Ask A Literary Lady

When Should I Quit a Book I Don’t Like?

photo 3Ask Ginni, our resident Literary Lady, anything you want to know about reading and relationships! She’ll comb the books and wrack her brains to help you out with your page-turning problems, your wordy woes, and your novel nuisances. Fire away, Bookworms!

Dear Literary Lady,
When should I quit a book I don’t like?
Allison P

Dear Allison,

I used to think I had to finish every book I started. I dragged myself through every page out of some misguided desire to prove I wasn’t a quitter, or because I felt obligated to a friend who recommended the book.

Then I realized that nobody cares. I mean that in the nicest and most liberating way possible. Nobody cares because reading is fundamentally a personal endeavor. You are the only person to whom it matters if you quit a book or hang on until the last page. Nobody will judge you for failing to finish this or that novel, any more than they would judge you for falling asleep while watching a movie or not finishing your sandwich at lunch.

As for your friends who make book recommendations, they just want you to enjoy the books they give you. They don’t want to impose a 500-page burden on you as if it were a school assignment. If you just can’t get into the books they recommend, they’ll understand.
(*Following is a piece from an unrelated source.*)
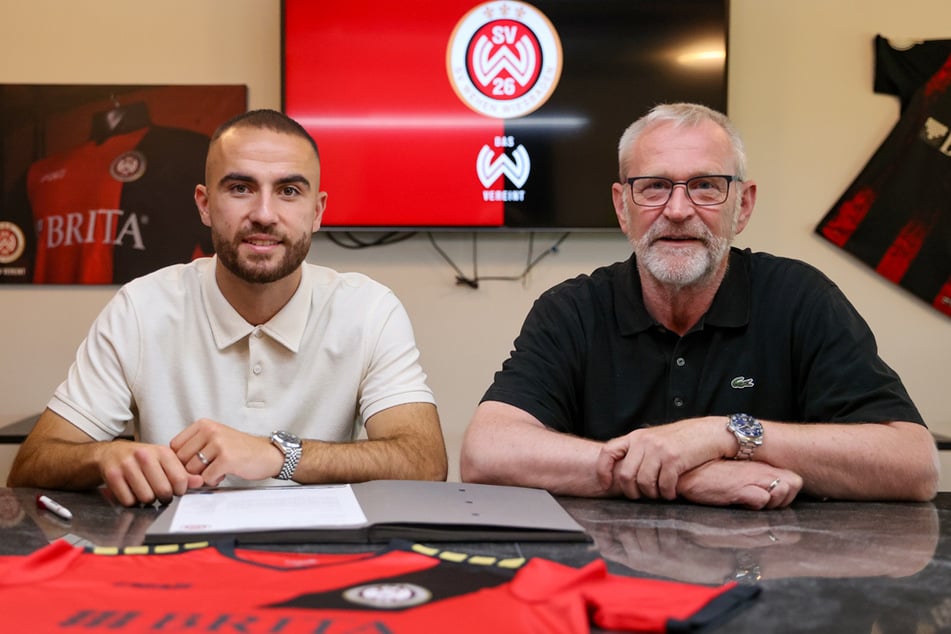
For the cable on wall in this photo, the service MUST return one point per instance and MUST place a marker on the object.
(473, 280)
So, when should you quit books you don’t like? Whenever reading becomes a chore.

When your dislike of the book takes the pleasure out of reading for you, it’s time to put it down. It’s hard to know when this is happening, but here are some good guidelines to gauge your reading behavior:

  • When you’d rather browse the internet aimlessly than read the book, it’s time to quit.
  • When you’d rather play with your phone than read the book on your commute, it’s time to quit.
  • When people ask you what you’re reading and you don’t want to talk about it, it’s time to quit.
  • When no plot twist imaginable (i.e., a character dying, or two characters falling in love, or an unpredictable act of nature, or a big reveal of a character’s identity, or whatever deus ex machina you can dream up) can redeem the book for you, it’s time to quit.
  • When you keep forgetting who the characters are, but you don’t care enough to go back and figure them out, it’s time to quit.
  • When you’d rather go to sleep immediately than read before bed, it’s time to quit.
  • When you keep counting how many pages are left, it’s time to quit.
  • When you’re in a waiting room or an airport and you’d rather read magazines about cars, babies, quilting, D-list celebrities, birdhouse-building, literally anything else rather than read your book, it’s time to quit.

It’s hard enough to read amid all the demands and distractions of daily life. The book you’re reading shouldn’t make that endeavor any harder. If you get to a stage where the book is affecting the amount of time you spend reading or the enjoyment you get from reading, it’s time to move on. There are plenty of literary fish in the sea.